Nos últimos cinco anos, fiz cinco viagens longas. Foram nove meses na Ásia em três etapas e cinco meses entre México e América Central em duas empreitadas. Nas rodinhas de amigos, esse assunto gera reações das mais diversas. Uns acham que tenho a vida que todo mundo pediu a deus. Outros, que sou uma espécie de neohippie pós-moderna supermaluca. Cabeças mais analíticas buscam razões mais profundas: “ela foge dos problemas que não quer resolver”. Almas capitalistas fazem cálculos imaginários tentando saber como as minhas contas fecham.

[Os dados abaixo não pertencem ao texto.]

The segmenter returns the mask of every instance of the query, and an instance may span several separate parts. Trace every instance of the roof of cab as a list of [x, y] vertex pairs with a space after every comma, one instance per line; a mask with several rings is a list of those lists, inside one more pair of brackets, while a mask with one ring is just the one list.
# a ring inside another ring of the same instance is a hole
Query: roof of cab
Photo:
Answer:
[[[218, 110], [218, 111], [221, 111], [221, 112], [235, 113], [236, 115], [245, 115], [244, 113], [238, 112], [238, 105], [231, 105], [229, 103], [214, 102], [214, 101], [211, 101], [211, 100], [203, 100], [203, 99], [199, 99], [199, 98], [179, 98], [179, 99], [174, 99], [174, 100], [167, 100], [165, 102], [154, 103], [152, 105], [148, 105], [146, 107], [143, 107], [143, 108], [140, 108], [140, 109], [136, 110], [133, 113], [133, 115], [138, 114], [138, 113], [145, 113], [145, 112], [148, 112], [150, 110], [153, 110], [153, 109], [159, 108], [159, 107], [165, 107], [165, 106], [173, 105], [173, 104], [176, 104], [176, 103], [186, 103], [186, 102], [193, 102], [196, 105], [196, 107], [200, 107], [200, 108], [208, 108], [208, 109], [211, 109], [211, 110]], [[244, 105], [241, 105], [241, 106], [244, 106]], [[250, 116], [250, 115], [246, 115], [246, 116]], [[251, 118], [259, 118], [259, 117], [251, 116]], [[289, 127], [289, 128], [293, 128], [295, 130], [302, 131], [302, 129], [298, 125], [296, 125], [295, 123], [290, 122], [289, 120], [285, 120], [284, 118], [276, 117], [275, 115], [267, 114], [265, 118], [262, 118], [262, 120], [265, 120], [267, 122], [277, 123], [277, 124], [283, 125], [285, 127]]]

Palpites e opiniões à parte, todos perguntam: você não se cansa? Talvez um dia eu canse de focar a energia nisso (qualquer dia vou contar pra vocês como é a minha vida para que eu possa fazer essa “loucura” uma vez por ano). Mas as viagens longas em si não precisam ser cansativas. Ou melhor: viajo com tempo justamente porque gosto de viajar com calma.
Ao invés de saltar entre 10 países diferentes porque tenho três meses, prefiro investir todo esse tempo em conhecer melhor um país ou uma região. Quando gosto, me permito ficar quinze, vinte dias em um lugar só, como se quisesse ter uma mini vida em cada cidade que amo.
Numa viagem de uma semana, saímos de casa com uma certa programação mental. Quando temos quatro meses pela frente, a fórmula é outra. Você se prepara para desconectar por mais tempo, para tentar sentir menos saudades de tudo e de todos, para pensar nas alegrias e nos problemas do seu dia a dia com menos frequência. Não me perguntem exatamente como faço isso. Mas funciona.
Quando meu irmão era pequeno, teve um ataque de chatice durante uma viagem familiar ao Rio de Janeiro. Minha mãe se desdobrava para entretê-lo e, quando achávamos que estaria no auge da empolgação, ele soltava a pérola: “qué i pa casa”. O “qué i pa casa” é uma piada interna da família até hoje. Nessas minhas longas andanças, só entrei no modo “qué i pa casa” nos últimos dias da viagem.
E do que eu sinto saudades quando, finalmente, canso? Da família, dos amigos, do cheiro do meu travesseiro, do meu banheiro… Mas tudo isso é óbvio demais, certo? Entre as saudades inesperadas reina a da delícia de ter um dia sem absolutamente nenhuma grande emoção ou decisão a ser tomada (você já pensou em quantas pequenas coisas tem que decidir ao longo de uma viagem?).
Materializo esse estranho sentimento com a imagem de estar atirada no sofá, embaixo das cobertas, vendo qualquer besteira na televisão, praticamente lobotomizada – e sem me sentir culpada por causa disso. Simples assim. Deve ser porque viajar também é aprender a curtir as coisas que parecem insignificantes no nosso cotidiano.